Making Toast Mini Site

After creating a text description, flow chart and storyboard I continue to plan out my making toast interactive on paper through creating UI flow, a sitemap and sketching out an interface design.

UI flows

UI flows are useful in mapping out a user’s journey through an interactive and planning out how you will design the interactives navigation. Based on the storyboard I produced previously here is my making toast UI flow below, it features the buttons in the interface that the user clicks through to get through each step.

 

Making toast ui flow

UI flowchart for making toast

 

Extending content

After creating UI flows it is easier to see where you can extend the content of the interaction and therefore enhance the user’s experience. As shown below I have been able to extend the user’s experience by creating sections such as “What type of bread?”, “The toastiness scale”, “Topping ideas” and “Don’t like the result”. These sections can be accessed when the user reaches a corresponding step to the extended content.

 

extended ui flow

UI flowchart for making toast with extended content

 

Navigation and Sitemap

Once I completed the UI flow I was then able to create a list of primary and secondary navigational elements within the interface. The primary elements include the main elements that the user clicks through to find out how to make toast, whilst the secondary elements are the elements that users click through to reach extended content.

Primary Elements

  • Let’s Begin
  • Next
  • Back
  • Finish

Secondary Elements

  • What type of bread
  • The toastiness scale
  • Topping ideas
  • Don’t like the result

Listing the primary and secondary elements makes it easier to produce a sitemap as shown below.

 

Making toast sitemap

My sitemap for making toast

 

Interface Design

Once a sitemap is created an interface can be designed. As shown below I have created a sketch of my interface to map out where all my elements will be located and so I can have a clearer idea of what the interface will look like for the user.

 

Making toast interface design

My interface design for making toast

 

Whilst sketching out an interface design I was able to see areas of the interaction that could be improved e.g. I created a bar showing the user where they were up to in the process of making toast.

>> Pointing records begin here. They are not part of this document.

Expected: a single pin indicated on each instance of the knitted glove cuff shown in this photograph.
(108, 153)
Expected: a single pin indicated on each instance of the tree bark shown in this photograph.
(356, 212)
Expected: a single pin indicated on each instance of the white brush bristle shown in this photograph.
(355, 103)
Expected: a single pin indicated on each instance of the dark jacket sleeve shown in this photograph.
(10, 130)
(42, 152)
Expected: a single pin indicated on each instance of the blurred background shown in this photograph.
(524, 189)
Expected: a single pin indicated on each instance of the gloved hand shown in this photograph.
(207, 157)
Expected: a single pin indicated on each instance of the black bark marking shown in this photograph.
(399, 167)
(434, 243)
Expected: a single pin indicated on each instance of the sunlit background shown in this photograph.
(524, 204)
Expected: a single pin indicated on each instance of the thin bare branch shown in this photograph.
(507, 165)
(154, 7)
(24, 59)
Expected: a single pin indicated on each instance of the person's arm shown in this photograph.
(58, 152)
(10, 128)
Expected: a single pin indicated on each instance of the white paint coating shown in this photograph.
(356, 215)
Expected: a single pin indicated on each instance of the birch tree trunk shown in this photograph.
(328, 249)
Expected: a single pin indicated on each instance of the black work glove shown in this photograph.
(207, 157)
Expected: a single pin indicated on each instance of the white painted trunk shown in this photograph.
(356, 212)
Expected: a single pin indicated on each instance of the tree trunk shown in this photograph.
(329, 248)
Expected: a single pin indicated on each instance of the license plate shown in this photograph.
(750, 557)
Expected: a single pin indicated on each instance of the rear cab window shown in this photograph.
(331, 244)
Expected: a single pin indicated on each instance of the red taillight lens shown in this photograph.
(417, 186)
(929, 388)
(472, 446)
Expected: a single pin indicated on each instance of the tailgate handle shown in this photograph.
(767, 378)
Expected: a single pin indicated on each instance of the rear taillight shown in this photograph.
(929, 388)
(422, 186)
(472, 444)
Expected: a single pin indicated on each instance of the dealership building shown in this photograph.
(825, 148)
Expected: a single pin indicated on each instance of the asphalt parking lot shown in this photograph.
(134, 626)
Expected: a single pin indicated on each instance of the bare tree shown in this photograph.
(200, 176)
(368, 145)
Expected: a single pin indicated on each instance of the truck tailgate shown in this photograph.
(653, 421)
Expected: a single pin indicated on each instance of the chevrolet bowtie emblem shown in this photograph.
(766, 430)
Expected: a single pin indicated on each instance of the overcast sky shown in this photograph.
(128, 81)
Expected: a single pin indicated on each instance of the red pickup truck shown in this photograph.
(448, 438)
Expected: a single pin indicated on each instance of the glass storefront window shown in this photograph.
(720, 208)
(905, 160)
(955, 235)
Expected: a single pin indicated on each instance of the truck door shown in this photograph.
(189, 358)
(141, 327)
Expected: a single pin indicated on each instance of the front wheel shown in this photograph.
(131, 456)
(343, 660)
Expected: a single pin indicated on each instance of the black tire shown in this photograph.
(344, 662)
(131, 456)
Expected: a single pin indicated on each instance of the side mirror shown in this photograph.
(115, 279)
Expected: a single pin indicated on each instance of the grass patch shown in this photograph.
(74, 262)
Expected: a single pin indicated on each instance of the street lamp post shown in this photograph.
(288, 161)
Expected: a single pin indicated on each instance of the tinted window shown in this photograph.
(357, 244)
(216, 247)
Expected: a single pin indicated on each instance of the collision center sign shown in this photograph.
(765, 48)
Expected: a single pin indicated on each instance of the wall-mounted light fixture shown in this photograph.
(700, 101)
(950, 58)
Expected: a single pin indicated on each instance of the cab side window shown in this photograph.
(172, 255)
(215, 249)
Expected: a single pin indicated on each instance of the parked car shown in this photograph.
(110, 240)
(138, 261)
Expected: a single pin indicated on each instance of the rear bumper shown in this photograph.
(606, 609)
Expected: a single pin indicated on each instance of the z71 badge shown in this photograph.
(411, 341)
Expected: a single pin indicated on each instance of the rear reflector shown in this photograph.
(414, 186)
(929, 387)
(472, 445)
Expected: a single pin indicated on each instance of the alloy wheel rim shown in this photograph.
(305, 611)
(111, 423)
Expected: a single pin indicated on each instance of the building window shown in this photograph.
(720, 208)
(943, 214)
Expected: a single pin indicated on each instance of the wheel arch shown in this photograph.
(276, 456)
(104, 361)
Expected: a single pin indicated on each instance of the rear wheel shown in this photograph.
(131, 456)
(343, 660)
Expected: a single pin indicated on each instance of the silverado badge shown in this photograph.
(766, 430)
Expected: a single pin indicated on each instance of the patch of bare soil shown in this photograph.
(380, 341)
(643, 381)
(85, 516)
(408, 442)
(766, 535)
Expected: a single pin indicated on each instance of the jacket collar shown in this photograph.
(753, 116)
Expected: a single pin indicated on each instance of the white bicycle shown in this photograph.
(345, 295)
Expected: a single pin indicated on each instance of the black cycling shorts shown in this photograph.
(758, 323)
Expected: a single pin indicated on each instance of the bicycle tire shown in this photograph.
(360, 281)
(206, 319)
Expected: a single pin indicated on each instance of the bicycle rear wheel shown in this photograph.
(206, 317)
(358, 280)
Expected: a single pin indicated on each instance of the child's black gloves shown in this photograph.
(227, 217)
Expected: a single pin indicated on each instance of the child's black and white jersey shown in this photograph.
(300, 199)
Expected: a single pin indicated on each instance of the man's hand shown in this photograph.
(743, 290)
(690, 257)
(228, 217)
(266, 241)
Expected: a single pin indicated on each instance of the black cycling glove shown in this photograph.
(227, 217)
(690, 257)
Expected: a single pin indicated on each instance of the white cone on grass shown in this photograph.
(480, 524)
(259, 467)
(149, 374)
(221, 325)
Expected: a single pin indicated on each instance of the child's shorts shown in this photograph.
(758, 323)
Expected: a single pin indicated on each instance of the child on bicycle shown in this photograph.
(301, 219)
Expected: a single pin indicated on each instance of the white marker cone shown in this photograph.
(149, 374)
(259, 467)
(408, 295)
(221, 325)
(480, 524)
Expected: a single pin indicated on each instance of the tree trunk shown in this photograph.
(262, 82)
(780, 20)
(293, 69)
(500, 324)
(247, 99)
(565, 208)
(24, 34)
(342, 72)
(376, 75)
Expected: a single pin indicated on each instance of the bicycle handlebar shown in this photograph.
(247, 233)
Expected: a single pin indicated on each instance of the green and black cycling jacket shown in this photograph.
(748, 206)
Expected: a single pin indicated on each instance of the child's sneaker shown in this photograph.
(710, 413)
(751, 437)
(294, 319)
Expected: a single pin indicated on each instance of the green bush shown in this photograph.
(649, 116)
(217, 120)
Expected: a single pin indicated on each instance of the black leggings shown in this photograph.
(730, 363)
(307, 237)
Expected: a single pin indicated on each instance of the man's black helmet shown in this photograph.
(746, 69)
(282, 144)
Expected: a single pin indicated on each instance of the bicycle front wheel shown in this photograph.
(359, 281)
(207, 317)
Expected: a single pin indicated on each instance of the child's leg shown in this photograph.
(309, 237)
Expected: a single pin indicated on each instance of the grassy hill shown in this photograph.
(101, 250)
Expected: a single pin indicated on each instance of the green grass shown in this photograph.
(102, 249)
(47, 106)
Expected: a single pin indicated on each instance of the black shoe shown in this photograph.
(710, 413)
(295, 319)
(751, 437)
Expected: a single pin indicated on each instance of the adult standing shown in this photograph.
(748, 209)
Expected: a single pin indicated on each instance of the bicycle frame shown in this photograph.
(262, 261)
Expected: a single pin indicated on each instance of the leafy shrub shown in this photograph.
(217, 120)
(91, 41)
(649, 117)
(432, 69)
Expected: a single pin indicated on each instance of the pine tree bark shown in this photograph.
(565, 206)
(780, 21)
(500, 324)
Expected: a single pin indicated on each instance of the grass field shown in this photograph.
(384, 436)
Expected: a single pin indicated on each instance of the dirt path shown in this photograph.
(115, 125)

After planning out all these steps on paper I have gained a better understanding of what the interaction will look like and how it will work and therefore I am then ready to move on to create a digital mock up.

Storyboarding

Although storyboards are most commonly used for films and animations, they are quite useful in the process of designing interactions. The storyboard allows the designer to express ideas and display sequences in a visual manner, this is helpful to a designer as they can organise their design on paper before committing to a design on screen.

Shown below is an example of storyboarding for an interaction on making toast.

 

Making toast storyboard@2x

Storyboard I created on how to make toast

 

 

Flowcharts and Text Descriptions

When trying to understand or explain a process creating text descriptions and flowcharts are quite helpful as they make you think in detail about a process and make you think sequentially.

Text Descriptions

Text descriptions allow you to list the steps for a process in as much detail as you need

e.g. How to make toast

  1. Connect the toaster into a power point and turn it on
  2. Set the the toaster to your desired setting
  3. Take 1 or 2 slices of bread and insert into each of the slots on the toaster
  4. Pull down the lever underneath the slots in which you inserted the toast
  5. Wait for the toast to pop out of the slots
  6. Check the toast to see if it is to your likings and either discard the toast, toast again or continue to the next step
  7. Take the toast out of the toaster and add desired toppings

Flowcharts

Before making a flow chart it is best to write out a text description so that you have a reference of all necessary steps. A flow chart can help you communicate a process and it can also help you identify any issues or loops in your instructions.